1. Materialströme im Wandel: vom heterogenen Abfall zur gezielten Rohstoffquelle
1.1 Vom „Reststoff“ zu strategischem Rohstoff
Kunststoffabfälle wurden lange Zeit eher als „Entsorgungsproblem“ gesehen. Heute werden sie zunehmend als Rohstoffquelle verstanden. Das verändert den Blick auf:
- Sammelsysteme (LVP/DSD, Gewerbeabfälle, Industrieabfälle)
- Sortiertechnologien (NIR, Dichteseparation, mechanische Aufbereitung)
- Output-Fraktionen (PP, PE, PET, starr vs. flexibel, farblich getrennt)
Entscheidend ist, dass die Materialströme deutlich differenzierter gesteuert werden müssen: Statt „bunt gemischtem“ Input benötigen Recycler möglichst sortenreine und definierte Ströme, wenn sie Rezyklate für hochwertige Anwendungen – insbesondere im Verpackungsbereich – bereitstellen sollen.
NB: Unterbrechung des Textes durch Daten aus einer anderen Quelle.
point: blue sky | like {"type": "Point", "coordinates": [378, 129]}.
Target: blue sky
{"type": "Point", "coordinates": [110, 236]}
1.2 Starre vs. flexible Verpackungen
Im Webseminar wurde deutlich:
- Starre Verpackungen (Flaschen, Blasformteile, Spritzgussteile) sind in vielen Ländern besser erfasst und sortiert. Hier existieren seit Jahren etablierte Rezyklatströme, insbesondere im PET-Bereich.
- Flexible Verpackungen (Folien, Beutel, Verbunde) sind deutlich herausfordernder: Sie sind leicht, oft mehrlagig und materialheterogen. Das erschwert Sortierung, Waschen und Extrusion – und damit definierte Rezyklatqualitäten.
Für Flexpacks ist der Weg zu echten „Kreislaufströmen“ deshalb länger und komplexer – aber gerade hier werden in Zukunft enorme Mengen bewegt.
2. Qualität von Rezyklaten: Anforderungen und Grenzen
2.1 Was Qualität bei Rezyklaten bedeutet
Qualität ist bei Rezyklaten mehrdimensional. Wichtige Parameter sind u. a.:
- Optik: Farbe, Transparenz, Schwarzanteile, Punktverunreinigungen
- Geruch: Geruchsneutralität bzw. akzeptable Geruchsschwelle
- Mechanik: Zugfestigkeit, Dehnung, Schlagzähigkeit, Gelpartikel
- Verarbeitung: Schmelzindex (MFR), Viskosität, Stabilität im Prozess
- Regulatorik: Eignung für Lebensmittelkontakt oder Non-Food-Anwendungen
Die Herausforderung: Schwankungen im Input und in den Sammelsystemen spiegeln sich im Rezyklat wider. Rezyklate sind naturgemäß variabler als Neuware. Das erfordert klare Spezifikationen, Vereinbarungen und Prüfkonzepte – insbesondere, wenn sie in Verpackungen mit hohen Sicherheits- und Markenansprüchen eingesetzt werden.
2.2 Lebensmittel vs. Non-Food
Streng zu unterscheiden ist zwischen:
- Lebensmittelkontaktverpackungen mit besonders hohen Anforderungen an Reinheit, Rückstände, Barriereeigenschaften und Migrationsverhalten sowie
- Non-Food-Verpackungen, bei denen mehr Freiheitsgrade bestehen, aber dennoch Geruch, Optik und mechanische Eigenschaften stimmen müssen.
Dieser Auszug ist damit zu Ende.